Ao assumir que nosso homo symbolicus assuma diferentes “eus” de acordo com as relações em que estejam envolvidos, e se o “eu”, na abordagem que assumo, só existe na alteridade e como uma construção lingüística – e, portanto, é nas interações que o “eu” é

construído – então este “eu” – e agora já assumindo uma perspectiva goffmaniana – fabrica impressões em suas interações, mas estas são coagidas socialmente, justamente por terem como função impressionar, no que se apresenta o outro. Entendo, assim, a marca como signo de uso nesta representação do “eu”, que é, outrossim, social.
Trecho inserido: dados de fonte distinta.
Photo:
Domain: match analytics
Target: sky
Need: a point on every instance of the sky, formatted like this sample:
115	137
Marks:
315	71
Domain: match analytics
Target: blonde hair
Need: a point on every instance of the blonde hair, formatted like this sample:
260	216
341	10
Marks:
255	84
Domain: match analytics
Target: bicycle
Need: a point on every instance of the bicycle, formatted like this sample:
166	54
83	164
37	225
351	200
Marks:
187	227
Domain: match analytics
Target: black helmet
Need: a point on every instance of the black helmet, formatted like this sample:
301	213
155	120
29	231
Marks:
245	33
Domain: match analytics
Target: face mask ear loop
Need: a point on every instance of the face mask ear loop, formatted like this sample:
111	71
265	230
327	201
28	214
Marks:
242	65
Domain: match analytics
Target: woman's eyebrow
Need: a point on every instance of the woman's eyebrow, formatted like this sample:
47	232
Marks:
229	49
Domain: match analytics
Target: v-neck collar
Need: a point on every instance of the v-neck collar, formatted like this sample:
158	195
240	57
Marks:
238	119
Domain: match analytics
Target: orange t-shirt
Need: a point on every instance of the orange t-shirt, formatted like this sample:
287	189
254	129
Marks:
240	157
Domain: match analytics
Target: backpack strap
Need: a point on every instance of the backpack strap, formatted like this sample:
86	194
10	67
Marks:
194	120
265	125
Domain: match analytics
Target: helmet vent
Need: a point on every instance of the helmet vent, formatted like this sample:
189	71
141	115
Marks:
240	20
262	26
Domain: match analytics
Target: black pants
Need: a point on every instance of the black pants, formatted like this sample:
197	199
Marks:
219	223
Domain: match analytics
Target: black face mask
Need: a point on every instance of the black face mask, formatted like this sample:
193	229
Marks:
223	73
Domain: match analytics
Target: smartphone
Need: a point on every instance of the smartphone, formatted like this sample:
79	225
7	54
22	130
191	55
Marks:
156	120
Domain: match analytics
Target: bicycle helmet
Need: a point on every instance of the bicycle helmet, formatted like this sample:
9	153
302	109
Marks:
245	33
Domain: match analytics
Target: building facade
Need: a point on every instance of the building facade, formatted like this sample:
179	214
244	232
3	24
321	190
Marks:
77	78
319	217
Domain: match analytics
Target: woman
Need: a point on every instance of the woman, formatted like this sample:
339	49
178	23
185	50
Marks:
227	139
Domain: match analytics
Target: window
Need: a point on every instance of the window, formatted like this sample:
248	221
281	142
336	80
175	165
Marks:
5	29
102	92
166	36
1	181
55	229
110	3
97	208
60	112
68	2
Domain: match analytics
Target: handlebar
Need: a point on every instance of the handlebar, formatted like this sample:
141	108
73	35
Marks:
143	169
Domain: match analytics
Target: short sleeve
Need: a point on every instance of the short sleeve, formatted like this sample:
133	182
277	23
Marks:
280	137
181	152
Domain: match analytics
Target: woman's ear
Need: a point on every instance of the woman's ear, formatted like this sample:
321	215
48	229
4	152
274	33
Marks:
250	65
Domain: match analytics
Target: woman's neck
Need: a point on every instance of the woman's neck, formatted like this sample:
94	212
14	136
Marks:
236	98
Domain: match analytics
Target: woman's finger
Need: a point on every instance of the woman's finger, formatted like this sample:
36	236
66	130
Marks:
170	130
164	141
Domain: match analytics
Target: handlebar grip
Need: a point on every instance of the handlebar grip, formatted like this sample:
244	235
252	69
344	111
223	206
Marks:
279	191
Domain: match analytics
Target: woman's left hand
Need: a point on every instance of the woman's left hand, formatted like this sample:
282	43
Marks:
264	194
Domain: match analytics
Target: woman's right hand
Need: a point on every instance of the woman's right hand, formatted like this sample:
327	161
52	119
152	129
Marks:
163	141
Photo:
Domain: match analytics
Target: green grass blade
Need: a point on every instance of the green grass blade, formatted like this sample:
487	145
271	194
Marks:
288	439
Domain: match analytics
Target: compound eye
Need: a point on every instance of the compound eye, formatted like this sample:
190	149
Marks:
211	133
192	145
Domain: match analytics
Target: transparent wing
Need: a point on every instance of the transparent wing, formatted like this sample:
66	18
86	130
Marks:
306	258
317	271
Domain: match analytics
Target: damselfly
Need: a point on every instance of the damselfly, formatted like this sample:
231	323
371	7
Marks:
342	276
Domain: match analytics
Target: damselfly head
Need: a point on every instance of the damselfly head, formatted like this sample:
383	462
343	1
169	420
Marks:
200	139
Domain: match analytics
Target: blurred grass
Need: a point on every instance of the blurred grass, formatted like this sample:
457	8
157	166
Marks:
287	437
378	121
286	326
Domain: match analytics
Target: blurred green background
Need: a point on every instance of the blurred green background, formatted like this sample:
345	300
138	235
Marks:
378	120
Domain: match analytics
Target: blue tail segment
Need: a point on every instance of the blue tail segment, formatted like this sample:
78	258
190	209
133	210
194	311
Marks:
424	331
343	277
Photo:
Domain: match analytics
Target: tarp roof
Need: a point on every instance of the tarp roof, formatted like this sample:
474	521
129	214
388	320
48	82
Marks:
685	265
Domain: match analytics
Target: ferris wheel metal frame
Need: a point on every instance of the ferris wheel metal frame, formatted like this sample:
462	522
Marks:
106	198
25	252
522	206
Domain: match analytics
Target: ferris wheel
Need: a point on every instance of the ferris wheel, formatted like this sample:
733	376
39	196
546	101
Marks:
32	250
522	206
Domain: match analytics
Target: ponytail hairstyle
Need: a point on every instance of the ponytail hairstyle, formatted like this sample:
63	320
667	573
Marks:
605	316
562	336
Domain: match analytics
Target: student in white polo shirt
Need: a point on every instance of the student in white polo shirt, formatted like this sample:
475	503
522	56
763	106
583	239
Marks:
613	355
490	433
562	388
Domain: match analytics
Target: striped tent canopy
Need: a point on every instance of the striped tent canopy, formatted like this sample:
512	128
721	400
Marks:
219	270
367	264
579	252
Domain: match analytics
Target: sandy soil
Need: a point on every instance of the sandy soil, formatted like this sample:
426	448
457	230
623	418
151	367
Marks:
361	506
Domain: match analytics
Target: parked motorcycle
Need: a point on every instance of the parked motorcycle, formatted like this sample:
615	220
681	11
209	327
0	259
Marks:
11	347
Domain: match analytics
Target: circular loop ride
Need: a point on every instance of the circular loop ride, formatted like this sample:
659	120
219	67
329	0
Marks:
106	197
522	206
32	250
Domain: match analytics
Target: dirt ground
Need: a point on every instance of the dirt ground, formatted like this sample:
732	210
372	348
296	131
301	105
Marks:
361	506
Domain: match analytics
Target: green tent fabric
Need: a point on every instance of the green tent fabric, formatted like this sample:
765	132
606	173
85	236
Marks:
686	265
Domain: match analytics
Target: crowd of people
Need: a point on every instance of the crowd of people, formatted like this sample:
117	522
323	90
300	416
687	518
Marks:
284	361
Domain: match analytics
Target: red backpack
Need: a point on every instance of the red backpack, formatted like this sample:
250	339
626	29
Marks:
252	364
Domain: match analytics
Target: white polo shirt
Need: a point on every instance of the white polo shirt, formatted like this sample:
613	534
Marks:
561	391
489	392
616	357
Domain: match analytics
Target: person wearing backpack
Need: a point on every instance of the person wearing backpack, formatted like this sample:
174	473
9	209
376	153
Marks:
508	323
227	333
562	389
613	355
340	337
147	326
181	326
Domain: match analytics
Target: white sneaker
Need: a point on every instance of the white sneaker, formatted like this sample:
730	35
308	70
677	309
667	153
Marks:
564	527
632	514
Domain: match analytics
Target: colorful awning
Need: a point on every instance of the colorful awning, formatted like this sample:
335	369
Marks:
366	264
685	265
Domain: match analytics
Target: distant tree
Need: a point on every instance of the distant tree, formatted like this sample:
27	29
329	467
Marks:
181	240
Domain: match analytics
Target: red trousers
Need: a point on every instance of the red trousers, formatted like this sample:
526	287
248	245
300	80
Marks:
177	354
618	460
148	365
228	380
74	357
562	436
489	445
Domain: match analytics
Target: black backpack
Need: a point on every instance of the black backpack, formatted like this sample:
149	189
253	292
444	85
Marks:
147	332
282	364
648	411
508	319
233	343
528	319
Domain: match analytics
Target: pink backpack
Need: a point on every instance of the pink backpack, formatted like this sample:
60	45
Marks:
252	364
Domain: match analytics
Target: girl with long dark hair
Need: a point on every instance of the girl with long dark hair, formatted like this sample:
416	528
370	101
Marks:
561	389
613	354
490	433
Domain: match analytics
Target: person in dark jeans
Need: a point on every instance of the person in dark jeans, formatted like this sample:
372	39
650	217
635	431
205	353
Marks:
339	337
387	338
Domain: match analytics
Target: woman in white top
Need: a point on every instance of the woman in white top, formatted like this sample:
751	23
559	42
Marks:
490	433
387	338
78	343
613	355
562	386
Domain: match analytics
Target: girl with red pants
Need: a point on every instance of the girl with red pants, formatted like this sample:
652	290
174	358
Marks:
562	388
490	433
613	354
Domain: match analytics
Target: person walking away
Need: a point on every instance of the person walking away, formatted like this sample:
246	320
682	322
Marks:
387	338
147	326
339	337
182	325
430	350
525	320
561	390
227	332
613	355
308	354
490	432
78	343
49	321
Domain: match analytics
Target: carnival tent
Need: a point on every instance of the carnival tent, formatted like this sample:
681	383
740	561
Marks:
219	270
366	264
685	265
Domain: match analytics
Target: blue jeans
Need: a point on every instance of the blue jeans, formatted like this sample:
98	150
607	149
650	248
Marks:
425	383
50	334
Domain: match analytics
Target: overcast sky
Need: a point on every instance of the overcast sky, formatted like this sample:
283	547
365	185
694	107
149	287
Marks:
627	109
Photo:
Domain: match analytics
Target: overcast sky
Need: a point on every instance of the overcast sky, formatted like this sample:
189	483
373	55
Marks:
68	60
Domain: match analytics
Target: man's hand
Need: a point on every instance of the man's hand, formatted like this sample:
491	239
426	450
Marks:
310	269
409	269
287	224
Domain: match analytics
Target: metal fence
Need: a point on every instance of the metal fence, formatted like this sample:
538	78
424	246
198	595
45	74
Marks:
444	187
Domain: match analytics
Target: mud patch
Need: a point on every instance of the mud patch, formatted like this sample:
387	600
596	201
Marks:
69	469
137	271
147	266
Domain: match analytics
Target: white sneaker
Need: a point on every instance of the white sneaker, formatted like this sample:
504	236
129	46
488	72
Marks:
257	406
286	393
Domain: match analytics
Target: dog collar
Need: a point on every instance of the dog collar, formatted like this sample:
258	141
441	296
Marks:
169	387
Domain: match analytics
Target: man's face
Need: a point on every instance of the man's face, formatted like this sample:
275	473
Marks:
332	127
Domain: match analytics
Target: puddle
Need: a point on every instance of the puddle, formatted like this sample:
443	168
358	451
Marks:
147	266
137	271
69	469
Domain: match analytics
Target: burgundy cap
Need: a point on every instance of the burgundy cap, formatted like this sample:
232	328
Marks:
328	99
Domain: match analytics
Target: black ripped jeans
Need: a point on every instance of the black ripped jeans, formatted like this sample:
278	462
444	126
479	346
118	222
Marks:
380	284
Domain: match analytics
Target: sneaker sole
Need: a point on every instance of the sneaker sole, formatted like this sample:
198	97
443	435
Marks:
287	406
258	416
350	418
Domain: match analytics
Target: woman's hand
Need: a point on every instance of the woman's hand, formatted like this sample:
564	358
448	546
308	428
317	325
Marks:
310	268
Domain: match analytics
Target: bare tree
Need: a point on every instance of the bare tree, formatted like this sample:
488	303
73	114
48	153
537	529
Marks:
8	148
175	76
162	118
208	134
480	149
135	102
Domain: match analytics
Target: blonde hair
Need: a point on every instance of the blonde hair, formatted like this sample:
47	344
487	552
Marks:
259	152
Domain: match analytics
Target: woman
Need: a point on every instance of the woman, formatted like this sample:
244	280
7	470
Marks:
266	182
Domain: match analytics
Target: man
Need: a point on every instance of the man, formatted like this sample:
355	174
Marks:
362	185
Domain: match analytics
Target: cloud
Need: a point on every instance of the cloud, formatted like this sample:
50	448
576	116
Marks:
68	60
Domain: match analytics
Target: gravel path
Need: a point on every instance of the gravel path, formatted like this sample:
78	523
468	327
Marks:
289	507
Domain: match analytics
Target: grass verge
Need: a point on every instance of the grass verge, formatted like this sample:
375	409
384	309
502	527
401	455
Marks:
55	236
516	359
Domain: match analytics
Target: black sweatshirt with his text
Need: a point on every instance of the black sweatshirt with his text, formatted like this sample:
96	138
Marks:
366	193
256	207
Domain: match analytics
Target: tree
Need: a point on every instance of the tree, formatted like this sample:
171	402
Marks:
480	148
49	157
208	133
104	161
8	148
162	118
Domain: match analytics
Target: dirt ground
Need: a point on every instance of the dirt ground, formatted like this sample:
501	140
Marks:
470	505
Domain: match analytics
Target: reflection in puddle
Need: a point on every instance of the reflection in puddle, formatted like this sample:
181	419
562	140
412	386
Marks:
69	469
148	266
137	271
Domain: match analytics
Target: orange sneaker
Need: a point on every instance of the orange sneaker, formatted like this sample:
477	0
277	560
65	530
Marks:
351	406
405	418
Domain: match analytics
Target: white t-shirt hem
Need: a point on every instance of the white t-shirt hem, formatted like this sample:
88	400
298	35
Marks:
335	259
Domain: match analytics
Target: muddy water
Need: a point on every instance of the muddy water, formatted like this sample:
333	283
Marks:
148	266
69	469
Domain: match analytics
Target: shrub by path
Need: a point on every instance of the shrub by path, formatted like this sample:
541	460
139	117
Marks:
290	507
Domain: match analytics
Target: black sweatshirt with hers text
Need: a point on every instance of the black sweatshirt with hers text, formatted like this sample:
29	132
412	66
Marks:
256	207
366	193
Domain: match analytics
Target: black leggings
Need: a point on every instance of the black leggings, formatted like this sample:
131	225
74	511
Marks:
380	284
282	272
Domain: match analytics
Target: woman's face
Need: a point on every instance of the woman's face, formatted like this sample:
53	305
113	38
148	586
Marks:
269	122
Em outras palavras, que a marca têm valor para as pessoas porque servem como recurso simbólico da definição que fazem de si e dos outros nas interações sociais.

Isto tudo pode levar à conclusão de que minhas idéias pressuponham que, na comunicação sistêmica, as mensagens não tenham significado. É evidente que não penso desta forma, senão sequer poderia conceber o homem-receptáculo aprisionado. O que estou propondo é que, assim como só podemos chegar à semântica por meio da pragmática, os signos transmitidos pela comunicação sistêmica só ganham significado quando são usados pelas pessoas em suas interações.

Mas isso poderia sugerir que meu pensamento se trata de uma tautologia sobre a semântica das marcas, já que se o uso é posterior à transmissão, então a transmissão vem antes do uso. Mas esta é uma forma também sistêmica de ver o problema. O que quero dizer é que, na comunicação humana, as mensagens do sistema, bem como qualquer outra coisa disponível no mundo, sirvam como base discursiva.

Isto não quer dizer que tais mensagens não sejam significadas no uso como o sistema que as concebeu gostaria que fossem. Mas, assim sendo, isto será um golpe de sorte, alguém poderia sugerir. Pode ser que sim. Mas pode ser que não. Talvez essas mensagens contenham signos já “usados”. Mas é evidente que, ao serem reutilizados, seriam ressignificados.

Alguém poderia deduzir disto que, ao se utilizarem de signos “usados” ao invés de criá-los, as organizações estariam lançando estímulos e esperando respostas da mesma forma, então o que acabo de supor seria apenas uma maneira diferente de se manipular as pessoas.

Mas isso não é verdade. Não é algo comum que o sistema se volte ao humano. Se é possível que as organizações se utilizem de signos já “usados” ou ainda que deixem seus signos mais abertos para o uso, então o que temos é uma abertura da dimensão sistêmica do nosso mundo à dimensão humana. A grande questão é se o uso dos signos será enfeitiçado ou não. Se for, então a comunicação humana estará trabalhando em prol do sistema. Mas, ao contrário, se os signos forem realmente manipulados de forma ativa pelas pessoas, então teremos um resgate para o vivido, ainda que em relação de mútua dependência com o sistema.

Quanto às organizações, elas não ocupam o foco de minha presente reflexão. No entanto, o que quero sugerir é que a visão atual que assumem para as marcas não é boa para ninguém. O problema é que a marca pode ser azul para a organização e seus assessores e verde para os consumidores – ou até verde para uns, púrpuro para outros e assim por diante – e, mesmo no caso de verificações, na descrição do verde (ou do púrpuro ou de qualquer outra cor que seja) pelos consumidores, os primeiros poderão “intencionar” nisto azul ou mesmo que aquele verde é um azul contaminado por um pouco de amarelo que deve ser removido.